Okay, so this lady. Do I feel her pain and frustration at trying to teach–of being held accountable to teach–students who seemingly have no interest in learning? Sure, I do. Have I, in a moment of frustration, vented and pronounced judgments and labels upon certain students or groups? Probably. But I did it behind closed doors to my spouse or my parents or my friends whom I trust. And, most importantly, I did not do it to make pot-shots at my students’ expense.

And that is my biggest problem with Mrs. Munroe’s actions. Her words read more like insults, no matter how “symbolic” or “about-no-one-in-particular” or even how truthful they were. And worse, the purpose of the insults seem to be, in part, to entertain herself and her readers.
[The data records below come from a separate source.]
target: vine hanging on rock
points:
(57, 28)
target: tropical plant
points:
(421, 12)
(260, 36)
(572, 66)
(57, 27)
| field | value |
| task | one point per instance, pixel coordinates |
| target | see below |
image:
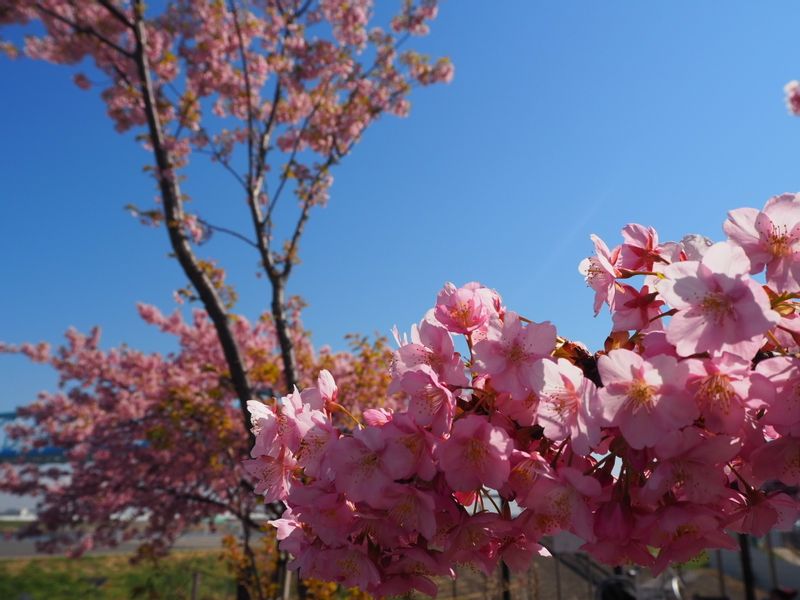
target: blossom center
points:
(779, 241)
(475, 451)
(516, 354)
(640, 395)
(717, 306)
(716, 393)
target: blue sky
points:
(564, 119)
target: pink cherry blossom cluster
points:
(684, 428)
(162, 436)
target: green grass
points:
(113, 577)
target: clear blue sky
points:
(565, 118)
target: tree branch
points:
(173, 212)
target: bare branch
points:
(173, 212)
(249, 92)
(118, 14)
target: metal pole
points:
(721, 576)
(505, 576)
(558, 578)
(773, 574)
(195, 584)
(747, 568)
(589, 586)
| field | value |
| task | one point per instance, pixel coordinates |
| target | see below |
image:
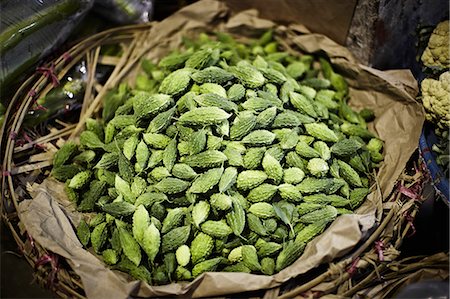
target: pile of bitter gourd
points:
(223, 157)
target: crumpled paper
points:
(399, 120)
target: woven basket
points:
(345, 276)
At that point, she positioned herself as an accusor instead of an ally and compromised what I believe is an intrinsic level of trust placed in teachers.  You are there because you want what is best for students. That you are there to help them.
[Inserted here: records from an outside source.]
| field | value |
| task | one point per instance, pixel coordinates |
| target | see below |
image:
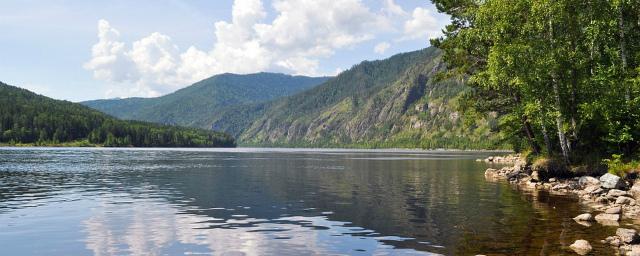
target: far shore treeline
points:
(562, 74)
(30, 119)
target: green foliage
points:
(205, 102)
(28, 118)
(391, 103)
(616, 165)
(562, 74)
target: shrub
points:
(550, 167)
(617, 166)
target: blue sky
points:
(80, 50)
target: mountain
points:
(197, 105)
(29, 118)
(395, 102)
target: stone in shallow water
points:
(635, 190)
(616, 193)
(607, 218)
(614, 210)
(584, 217)
(581, 247)
(627, 235)
(611, 181)
(614, 241)
(586, 181)
(625, 200)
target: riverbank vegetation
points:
(30, 119)
(563, 75)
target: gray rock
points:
(585, 181)
(625, 200)
(584, 217)
(613, 241)
(630, 250)
(535, 176)
(628, 236)
(591, 189)
(635, 190)
(560, 186)
(581, 247)
(616, 193)
(607, 217)
(614, 210)
(611, 181)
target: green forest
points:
(30, 119)
(562, 74)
This does not mean that I think teachers should shine sunlight up everybody’s fannies, either. I could say that every student wants to learn they just need to be properly motivated… Or that students don’t fail the system, the system fails the students. I could say that… but that isn’t reality. The reality is that there are troubling and unpleasant truths to tell about education, about students, about teachers, about schools–about the whole shebang–just like there are unpleasant truths to tell about all the endeavors of humanity. But I’ve never adopted the philosophy that you’ve got to be cruel to be kind. I’ve never supported the idea that truth can be weilded as a weapon simply because it’s true. Just because the truth just hurts sometimes does not mean that the truth-teller can be just as harsh and unmeasured as they desire.

Finding that measured level of honesty without harshness can be difficult. There have been plenty of times I’ve had to inform a parent that their child’s performance and/or behavior has been unacceptable. And every time, I feel a little anxiety about what the parent’s reaction will be because I want the information I give parents about their children to be accurate, and truthful, and I want to be fair. As long as I am fair, I believe that the parents and students will see me as an ally, even if they do not like the truth that I had to tell. Ms. Munroe’s comments strike me as unfair to her students.

And just to be perfectly fair and truthful, this generation of young people have have some absolutely beautiful, spirited, talented, bright, kind, outstanding individuals.

I’ve often wondered if the things I’ve written here will ever come back to haunt me. If you were to comb the archives, yes, you would find a few colorful choice of words. You would find a few posts in which I sound-off about the state of education and my job. However, I’m pretty confident that even when I was frustrated with my job and vented here, I did not turn my frustration upon my students–although I will admit that at times some of them really deserve it. I would never want to say or write anything that would cause my students to question whether or not I see the goodness in them…

…Because I do see it. Every day. I really, really do.